Sherlock Holmes on His Career
From The Arthur Conan Doyle Encyclopedia
"Sherlock Holmes" on His Career
Sir A. Conan Doyle Tells of His Early Literary Struggles.
In the "New York World" has recently appeared a long and very readable interview with Sir Arthur Conan Doyle from the pen of Mr. Bram Stoker.
The marriage of the creator of "Sherlock Holmes" should lend added interest to the extracts from the article which we here present.
Sir Conan Doyle told his life story to Mr. Bram Stoker lying on a chintz-covered sofa in the pretty drawing-room of his house at Hindhead, in Surrey.
Conan Doyle (writes Mr. Bram Stoker) built his house Undershaw in the western angle at the joining of the road from Haslemere with the Portsmouth-road, just below the very top of the hill.
It stands on a little platform lying below the road. As north and east of it is a thick grove of trees and shrubs, it is completely sheltered from stranger eyes except from down the valley. It is so sheltered from the cold winds that the architect felt justified in having lots of windows, so that the whole place is full of light.
The owner of this almost fairy pleasure house is a big man, massive and burly, and of great strength. His head and face are broad and strong. His eyes are blue with a peculiar effect in light, for they seem to have two shades of blue in the iris. His voice is strong and resonant — a very masculine voice.
Mentioning his marriage with Miss Leckie, Sir Conan Doyle concluded : "I am the most lucky of men. May I be worthy of my good fortune." "My real love for letters, my instinct for story-telling, springs, I believe, from my mother, who is of Anglo-Celtic stock, with the glamour and romance of the Celt very strongly narked," remarked the novelist. "In my early childhood, as far back as I can remember anything at all, the vivid stories which she would tell me stand out so clearly that they obscure the real facts of life.
"It is not only that she was — is still — a wonderful story-teller, but she had, I remember, an art of sinking her voice to a horror-stricken whisper when she came to a crisis in her narrative, which makes me goose-fleshy now when I think of it. I am sure, looking back, that it was in attempting to emulate these stories of my childhood that I first began weaving dreams myself.
"When I was six I wrote a book of adventure — doubtless my mother has it yet. I illustrated it myself. It must be an absurd production, but still it showed the set of my mind.
"Every writer is imitative at first. I think that is an absolute rule; though sometimes he throws back on some model which is not easily traced. My early work, as I look back on it, was a sort of debased composite photograph, in which five or six different styles were contending for the mastery. Stevenson was a strong influence; so was Bret Harte; so was Dickens; so were several others.

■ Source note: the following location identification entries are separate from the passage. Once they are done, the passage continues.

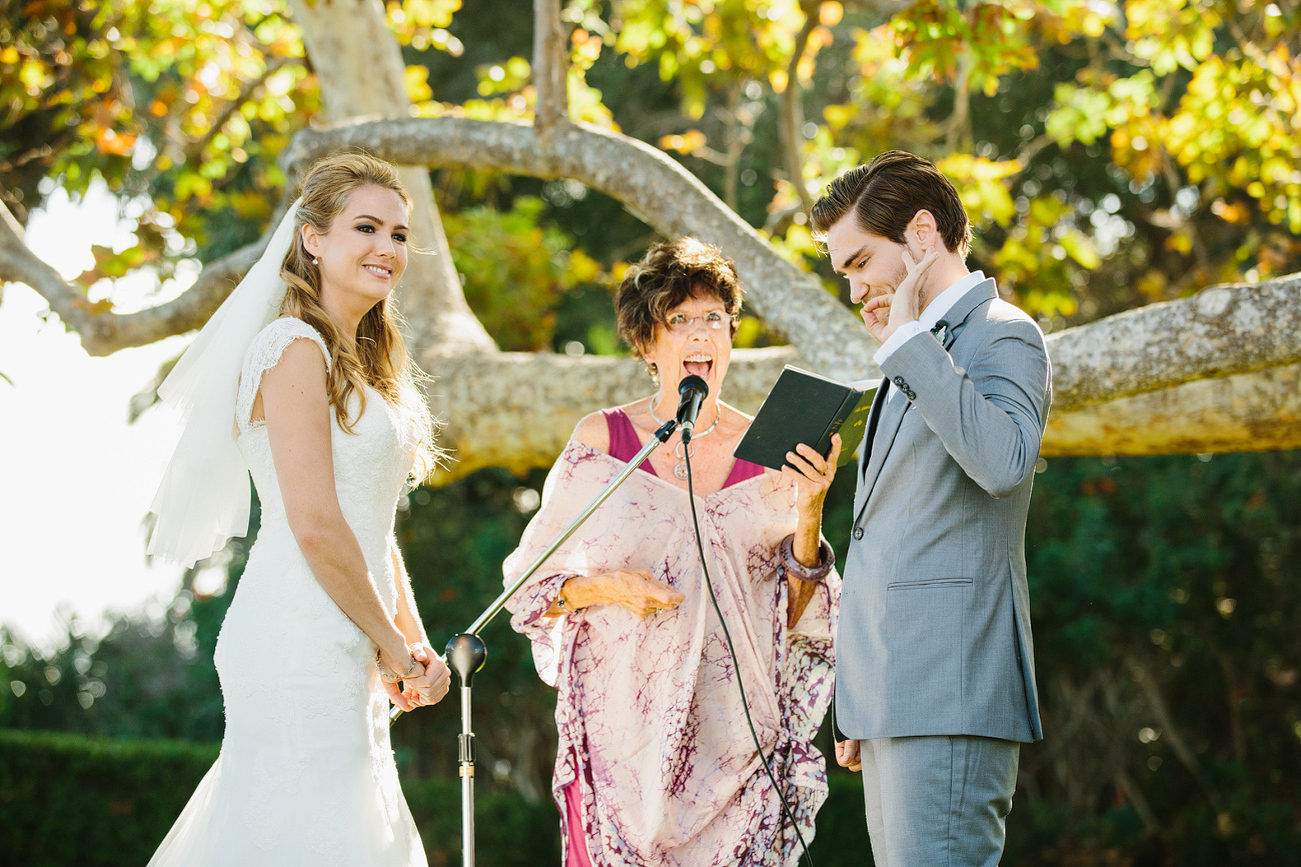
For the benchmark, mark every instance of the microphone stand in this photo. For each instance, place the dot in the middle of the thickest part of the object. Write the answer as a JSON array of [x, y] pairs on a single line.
[[466, 652]]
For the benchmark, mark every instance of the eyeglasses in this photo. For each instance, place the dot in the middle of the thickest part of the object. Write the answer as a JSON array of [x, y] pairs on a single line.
[[682, 323]]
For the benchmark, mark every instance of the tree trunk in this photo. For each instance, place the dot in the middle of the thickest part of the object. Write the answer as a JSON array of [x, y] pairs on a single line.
[[361, 70]]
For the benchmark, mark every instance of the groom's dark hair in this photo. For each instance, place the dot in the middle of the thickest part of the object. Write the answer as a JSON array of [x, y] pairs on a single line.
[[885, 195]]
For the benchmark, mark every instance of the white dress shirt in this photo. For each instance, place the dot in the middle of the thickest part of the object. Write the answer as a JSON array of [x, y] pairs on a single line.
[[933, 313]]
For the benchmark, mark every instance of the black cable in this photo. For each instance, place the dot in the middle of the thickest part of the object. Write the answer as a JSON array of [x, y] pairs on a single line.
[[744, 702]]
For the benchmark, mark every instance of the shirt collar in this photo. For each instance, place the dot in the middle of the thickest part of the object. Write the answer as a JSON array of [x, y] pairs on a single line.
[[947, 298]]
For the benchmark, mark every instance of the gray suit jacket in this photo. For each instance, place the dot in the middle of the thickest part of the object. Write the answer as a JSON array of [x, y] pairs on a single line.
[[934, 626]]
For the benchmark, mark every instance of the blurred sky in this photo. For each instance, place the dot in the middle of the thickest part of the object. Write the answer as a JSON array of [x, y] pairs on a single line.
[[76, 479]]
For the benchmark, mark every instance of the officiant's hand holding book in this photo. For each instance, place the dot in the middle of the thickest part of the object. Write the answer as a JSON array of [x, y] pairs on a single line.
[[807, 408]]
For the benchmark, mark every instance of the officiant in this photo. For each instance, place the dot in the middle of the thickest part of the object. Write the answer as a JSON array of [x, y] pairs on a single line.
[[656, 763]]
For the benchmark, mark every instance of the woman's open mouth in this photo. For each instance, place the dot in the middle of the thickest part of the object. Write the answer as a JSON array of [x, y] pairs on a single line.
[[697, 365]]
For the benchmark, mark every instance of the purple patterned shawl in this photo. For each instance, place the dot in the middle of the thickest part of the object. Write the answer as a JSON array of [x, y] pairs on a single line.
[[649, 719]]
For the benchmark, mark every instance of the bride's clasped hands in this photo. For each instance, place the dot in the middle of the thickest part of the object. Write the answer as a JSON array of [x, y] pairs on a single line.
[[423, 684]]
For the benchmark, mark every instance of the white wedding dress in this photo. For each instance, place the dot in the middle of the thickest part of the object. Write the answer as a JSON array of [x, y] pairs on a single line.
[[306, 773]]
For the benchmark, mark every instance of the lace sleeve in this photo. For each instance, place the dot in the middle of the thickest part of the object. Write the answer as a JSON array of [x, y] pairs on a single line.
[[263, 354]]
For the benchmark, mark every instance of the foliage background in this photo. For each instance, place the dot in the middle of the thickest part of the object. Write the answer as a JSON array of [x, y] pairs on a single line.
[[1111, 154]]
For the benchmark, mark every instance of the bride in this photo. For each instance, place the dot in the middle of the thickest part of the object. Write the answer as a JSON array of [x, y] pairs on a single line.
[[302, 379]]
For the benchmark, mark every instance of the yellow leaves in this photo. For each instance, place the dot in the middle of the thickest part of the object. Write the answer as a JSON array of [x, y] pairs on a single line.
[[587, 48], [980, 185], [1233, 212], [1080, 247], [415, 81], [1152, 284], [108, 142]]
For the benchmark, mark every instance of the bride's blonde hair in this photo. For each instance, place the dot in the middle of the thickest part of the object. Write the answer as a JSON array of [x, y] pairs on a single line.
[[379, 357]]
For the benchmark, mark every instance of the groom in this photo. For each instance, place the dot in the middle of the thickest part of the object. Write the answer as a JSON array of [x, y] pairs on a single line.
[[934, 660]]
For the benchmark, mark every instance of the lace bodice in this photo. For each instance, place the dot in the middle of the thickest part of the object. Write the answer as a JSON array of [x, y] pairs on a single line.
[[371, 464]]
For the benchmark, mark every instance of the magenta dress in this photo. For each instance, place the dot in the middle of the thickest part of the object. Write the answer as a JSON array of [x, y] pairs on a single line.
[[656, 766]]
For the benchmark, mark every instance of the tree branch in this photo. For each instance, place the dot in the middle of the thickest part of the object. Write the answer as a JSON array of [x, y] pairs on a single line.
[[1220, 331], [792, 115], [104, 333], [550, 65]]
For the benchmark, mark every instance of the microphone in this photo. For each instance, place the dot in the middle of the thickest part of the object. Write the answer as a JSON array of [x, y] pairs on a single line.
[[691, 393]]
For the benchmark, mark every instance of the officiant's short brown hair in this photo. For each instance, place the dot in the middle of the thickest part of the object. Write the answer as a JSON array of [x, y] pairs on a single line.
[[885, 195], [668, 275]]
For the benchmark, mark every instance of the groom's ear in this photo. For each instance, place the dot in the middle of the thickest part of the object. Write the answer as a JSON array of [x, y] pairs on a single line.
[[921, 232]]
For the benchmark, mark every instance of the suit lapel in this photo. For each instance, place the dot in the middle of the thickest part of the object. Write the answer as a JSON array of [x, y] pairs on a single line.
[[891, 417], [860, 492], [884, 425]]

"Eventually, however, a man 'finds himself,' or rather, perhaps, it is that he grows more deft in concealing the influences, which blend with one another until they form what means a new and constant style.
"I suppose that during those early years I wrote not less than fifty short stories. The first appeared in 1878, while I was still a student. It was in 'Chambers's Journal,' and was called 'The Mystery of the Sassassa Valley.' I had three guineas for it.
"For ten years I wrote short stories; roughly from 1877 to 1887. During that time I do not think that I ever earned £50 is any year by my pen, though I worked incessantly.
"Finally in 1887 I wrote 'A Study in Scarlet,' the first book which introduced Sherlock Holmes.
"I don't know how I got that name. I was looking the other day at a lit of paper on which I had scribbled 'Sherringford Holmes' and 'Sherrington Hope' and all sorts of other combinations. Finally at the bottom of the paper I had written 'Sherlock Holmes.' 'A Study in Scarlet' appeared in a Christmas number of 'Beeton's Annual.'
"The book had no particular success at the time, though many people have been good enough to read it since.
"My next book was 'Micah Clarke,' an historical novel. This met with a good reception from the critics and the public; and from that time onward I had no further difficulty in disposing of my manuscripts."